Unfortunately, the PS4 simply cannot handle it. The frame-rate for one drops to unacceptable levels for what is essentially a triple A title with the play being interrupted so badly at times that it made playing the game quite fatiguing to the eye, especially in rich, dense areas such as swamps and thick forestry. Redraw rates are also sacrificed as the PS4 simply cannot draw areas fast enough, leaving voids as you approach places that appear to be clipped with no renders. Cities are the worst, greeting a hurried Geralt as he runs towards a blacksmith that just isn’t there. So you wait a few seconds as the world catches up, updating textures from low res to high res versions, adding characters, then background chatter and eventually the opportunity to interact.
I wondered deeply about this as I played through the game. If it were any other game it would have been shelved without another look, but so captivating is Witcher 3 that these foibles went entirely forgiven and instead, I looked at ways of playing through these visual imperfections and bugs.

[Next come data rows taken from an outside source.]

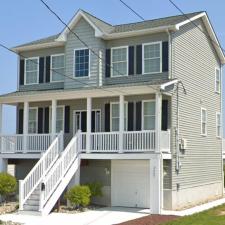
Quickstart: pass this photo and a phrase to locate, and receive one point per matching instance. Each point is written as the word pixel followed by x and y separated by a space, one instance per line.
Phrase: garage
pixel 131 183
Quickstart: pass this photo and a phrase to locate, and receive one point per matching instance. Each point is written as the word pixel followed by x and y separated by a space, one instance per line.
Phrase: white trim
pixel 89 66
pixel 111 62
pixel 218 136
pixel 204 109
pixel 142 113
pixel 160 57
pixel 55 55
pixel 114 103
pixel 25 71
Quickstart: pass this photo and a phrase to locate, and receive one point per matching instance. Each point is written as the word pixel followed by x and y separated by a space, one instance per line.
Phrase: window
pixel 31 70
pixel 217 80
pixel 218 125
pixel 115 116
pixel 152 57
pixel 119 61
pixel 32 124
pixel 203 121
pixel 82 61
pixel 148 115
pixel 59 119
pixel 57 67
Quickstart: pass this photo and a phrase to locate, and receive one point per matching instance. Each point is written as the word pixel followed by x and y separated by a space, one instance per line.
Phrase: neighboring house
pixel 149 143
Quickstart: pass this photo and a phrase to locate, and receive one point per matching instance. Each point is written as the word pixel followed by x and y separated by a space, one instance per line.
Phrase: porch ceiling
pixel 98 92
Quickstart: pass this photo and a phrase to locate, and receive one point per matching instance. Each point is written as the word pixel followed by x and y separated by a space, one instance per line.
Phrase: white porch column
pixel 54 109
pixel 158 117
pixel 25 125
pixel 88 136
pixel 121 123
pixel 155 186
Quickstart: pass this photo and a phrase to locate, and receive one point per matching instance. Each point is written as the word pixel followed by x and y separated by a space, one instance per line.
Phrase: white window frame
pixel 111 62
pixel 79 111
pixel 36 120
pixel 142 114
pixel 143 54
pixel 25 69
pixel 206 115
pixel 218 136
pixel 218 92
pixel 55 55
pixel 50 115
pixel 125 105
pixel 74 64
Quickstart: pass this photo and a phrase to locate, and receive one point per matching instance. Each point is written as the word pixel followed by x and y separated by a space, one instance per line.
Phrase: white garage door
pixel 131 183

Even the horse, Roach, is the most stupid, dumbest animal that has even been rescued from an abandoned pet sanctuary. Whistling your horse to action has it panicking into a fence, rendering it unable to approach you. Or even sometimes you try desperately to locate it only to discover it’s in a building. One time, I just couldn’t see it despite the map telling me I was practically on top of it, but then realised with utter horror, it was right in front of me. Only the game had only rendered it’s eye balls as they hovered ungraciously in front of me, as the PS4 played catchup to the rest of the horse’s body.
In addition to the above gripes, the lack of any real thought going into the levelling up system was a little disappointing. I never really felt that I was acquiring any new skills, or becoming more badass, rather I thought I was simply getting better with my character. The levelling up trees didn’t appear to give any compliment towards a rewarding progress with most of my selections becoming more and more arbitrary, even completing the game with 5 skill points that I didn’t even both spending.
The plus point to that was that I felt I was clearly doing something right with my character, but they should have either completely abandoned the system or provided something more rewarding. As it stands, it seems to do nothing other than confuse.
Aside from that, crafting is sufficiently rewarding, although I found, in typical RPG fashion, I was carrying about 300 potions I’d never used. Such is the way of these games that we are encouraged to hoard.
Despite the many issues, this is still an epic, majestic, beautifully told, superbly acted, sometimes very very funny, sometimes shockingly tragic story. It’s a master-craft of gaming expertise and you can now understand why Poland’s Prime Minister allegedly popped in to say well done to the team. That’s pretty damn good praise that and according to my experience is thoroughly well deserved.
Please buy this game and live it. It’s redefined the paradigm of the RPG and I’m so enamoured by it, even though I was pleading desperately to finish it (it became an obsession), I’m somewhat sad it’s over too. Now I await the free content they’ve promised as a way of thanking players. Is this the future of gaming? If so, get some ibuprofen gel. Your hands are going to need it.